そんな彼女の横でキビキビとスタジオのバラシを行う山口に、エルムは話しかける。
「あの……ポスターが出来上がったら、一枚いただけないですか? 今日の記念に、宝物にしたいんです」
「ポスターと言わず、その服もあげるわよ」
「え、でも……」
「いいのよ。その服もアンタに着られて喜んでいるわ!」
ばっちりとウィンクをする山口。
「山口さん、今日はありがとうございました……!」
この男、いろいろと粋のあるオネエのようだ。
「作っていただいた服ですが、お代はいかほどでしょうか? 良い出来なので、買い取らせてください」
「アンタまだそんなみみっちい事言ってるの?! モテないわよ?! 服は広告に出てくれたお礼よ。持ってきなさい!」
「……それではお言葉に甘えて、記念に頂きます……」
山口の剣幕に圧されながら、荷物の中にリクルートスーツを詰めてゆく不二越。
「イブニングドレスなども注文お願いしたいのですが……」
「いいわよー。特別料金で作ってあげる! また連絡なさい」
礼野に名刺を渡す山口。
「おねーさま! 今日はありがとうございましたー! いっつふぉーゆー!」
撮影を終えた皆に手作りのマドレーヌを渡しているユリアが山口に勢い良く差し出したのは、綺麗にデコレーションした手作りのチョコレートだ。

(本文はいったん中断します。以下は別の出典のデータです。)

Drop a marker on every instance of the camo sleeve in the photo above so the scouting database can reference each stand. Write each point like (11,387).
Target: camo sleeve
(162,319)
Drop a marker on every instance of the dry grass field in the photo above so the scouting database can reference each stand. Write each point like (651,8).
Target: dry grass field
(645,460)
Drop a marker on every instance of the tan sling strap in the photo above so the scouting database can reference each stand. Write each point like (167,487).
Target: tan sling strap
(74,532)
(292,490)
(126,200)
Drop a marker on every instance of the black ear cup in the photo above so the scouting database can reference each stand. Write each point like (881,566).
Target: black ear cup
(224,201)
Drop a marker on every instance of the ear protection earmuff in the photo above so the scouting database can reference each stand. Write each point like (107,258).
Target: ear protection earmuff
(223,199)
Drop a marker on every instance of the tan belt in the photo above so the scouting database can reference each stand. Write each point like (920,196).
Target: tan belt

「アラッ、可愛いわね〜! 食べるのがもったいないくらい! ありがとう」
「みゅ! 見た目に可愛く、味は美味しく、だにゃ☆」
嬉しそうにチョコレートを受け取る山口に、えっへんと胸を張るスズノミヤ。
「さぁ、時間よ。もうお帰りなさい。……いいこと? アンタ達は最高のモデルよ! 今日はありがとう、最高の一日だったわー!」
山口がたくさんのハートを飛ばして手を振る中、一同は帰ってゆく。
それからしばらくして――
テーラーやまぐちという仕立て屋に仕事が舞い込むようになり、新進気鋭の人気ブティックとなる。
その店の目印は、思い思いの服を着て活き活きとポスターに映る撃退士達であった。